Friday, July 20, 2007

Being from a neighborhood as mine which is now predominantly Latino with the roots of a gentrified working class small town into its future plans of becoming a venture capitalist's dream. A city which is only 2/3 of a mile in square footage (if I'm not mistaken) being colonized from a hotbed of history for many blacks, Latinos, and Polynesians alike into a manufactured city. Destroying the majority of the small businesses in our community to build one hell of a four-star hotel that I am sure has driven up the property taxes in my area tremendously. Every time I have returned home from college in Maryland to comeback and find out another one of the few small business owners in my town have been bought out to be replaced with a conglomerate owned chain store. There was once a auto parts store called Tadlock's in my town. I come back home last summer from college to find that it has now been turned into an Autozone. I walked into the store to see if anything has been changed; nothing different about the store other than better lightning and some Autozone promotional items everywhere.
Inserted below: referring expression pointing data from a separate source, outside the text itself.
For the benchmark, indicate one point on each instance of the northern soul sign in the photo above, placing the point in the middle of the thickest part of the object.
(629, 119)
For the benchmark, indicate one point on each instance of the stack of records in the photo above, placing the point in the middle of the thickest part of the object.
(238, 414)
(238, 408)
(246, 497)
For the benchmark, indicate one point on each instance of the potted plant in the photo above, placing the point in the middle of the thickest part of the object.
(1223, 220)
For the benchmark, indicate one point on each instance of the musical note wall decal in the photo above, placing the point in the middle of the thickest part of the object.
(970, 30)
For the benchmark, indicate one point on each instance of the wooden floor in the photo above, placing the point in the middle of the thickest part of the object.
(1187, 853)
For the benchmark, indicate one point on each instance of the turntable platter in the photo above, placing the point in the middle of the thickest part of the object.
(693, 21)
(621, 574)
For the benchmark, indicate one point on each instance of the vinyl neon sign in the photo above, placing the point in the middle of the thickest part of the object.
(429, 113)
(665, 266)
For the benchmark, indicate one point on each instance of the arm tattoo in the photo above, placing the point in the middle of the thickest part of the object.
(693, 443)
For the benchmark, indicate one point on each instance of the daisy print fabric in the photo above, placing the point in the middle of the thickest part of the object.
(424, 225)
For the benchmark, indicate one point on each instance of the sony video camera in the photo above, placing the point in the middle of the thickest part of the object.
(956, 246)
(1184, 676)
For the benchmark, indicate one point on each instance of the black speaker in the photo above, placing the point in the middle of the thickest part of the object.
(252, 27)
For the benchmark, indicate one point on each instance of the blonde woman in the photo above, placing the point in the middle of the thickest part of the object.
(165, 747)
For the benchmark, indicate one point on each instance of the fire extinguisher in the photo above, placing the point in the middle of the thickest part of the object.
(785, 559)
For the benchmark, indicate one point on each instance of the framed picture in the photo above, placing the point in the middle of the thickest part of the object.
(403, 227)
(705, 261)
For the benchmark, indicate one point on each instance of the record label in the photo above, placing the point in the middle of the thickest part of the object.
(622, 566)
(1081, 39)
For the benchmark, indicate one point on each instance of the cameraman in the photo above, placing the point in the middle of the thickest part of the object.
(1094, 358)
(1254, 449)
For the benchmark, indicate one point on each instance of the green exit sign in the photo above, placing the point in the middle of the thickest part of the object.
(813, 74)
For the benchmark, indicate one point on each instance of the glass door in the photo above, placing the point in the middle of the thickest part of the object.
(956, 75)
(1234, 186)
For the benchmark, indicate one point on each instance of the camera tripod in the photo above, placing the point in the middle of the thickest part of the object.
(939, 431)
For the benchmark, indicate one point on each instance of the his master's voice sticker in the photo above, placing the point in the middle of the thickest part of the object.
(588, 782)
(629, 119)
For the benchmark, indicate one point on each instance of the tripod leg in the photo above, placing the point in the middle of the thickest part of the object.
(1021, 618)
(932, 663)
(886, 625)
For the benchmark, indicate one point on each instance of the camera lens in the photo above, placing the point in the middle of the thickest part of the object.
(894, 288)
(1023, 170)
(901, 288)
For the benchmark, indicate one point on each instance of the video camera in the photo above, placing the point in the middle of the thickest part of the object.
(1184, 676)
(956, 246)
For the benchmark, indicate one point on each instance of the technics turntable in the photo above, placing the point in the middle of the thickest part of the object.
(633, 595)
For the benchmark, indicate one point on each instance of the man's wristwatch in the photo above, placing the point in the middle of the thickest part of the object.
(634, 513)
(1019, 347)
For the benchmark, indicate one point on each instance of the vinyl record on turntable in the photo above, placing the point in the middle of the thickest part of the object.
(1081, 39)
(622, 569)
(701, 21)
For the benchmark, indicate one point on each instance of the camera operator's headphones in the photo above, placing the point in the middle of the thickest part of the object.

And it just gets worse. I now see that the city has plans to build a marina where there are also many other small businesses that will be no longer every soon. This marina will have any restuarants, shops, and such that I'm sure will include Starbuck's, Panera Bread, and other various chain restaurants. Wow, I can only imagine what this will do for the already ridiculously inflated prices of real estate in East Palo Alto, California. All of the places that were once parts of the culture in East Palo Alto and even my side of the neighborhood, Belle Haven of Menlo Park, have been destroyed to build Starbuck's, Ikea, Home Depot, Four Seasons, etc. If at all the peninsula of the San Francisco Bay Area (San Mateo County) wasn't corporate enough, the few neighborhoods such as mine that had immense roots of culture and tradition have been turned into a cash cow for venture capitalists. Building plush and lavish manufactured homes and condos to drive up the cost of blue collar citizens' property taxes is putting a strangle hold around our citizens' necks. Many people can not afford to live in East Palo Alto any longer, and have moved to areas of the Central Valley such as Stockton and Modesto where the cost of living is much cheaper. In twenty years, when I bring my kids back to my neighborhood to show them the place that molded me into the upstanding young Black man that I am; they won't believe that this small 2/3 of a square mile was a working class city. Many of the places I used to play and eat at in this town will no longer be here, and they will laugh at me thinking that I have lied about the neighborhood I so loved to say I grew up in. As much as East Palo Alto has been given a bad dose of news headlines slated with murder and drug problems, let's not forget about programs such as College Track, EPA Can Do, and OICW that are shining examples of positivity in East Palo Alto. The gentrification must stop!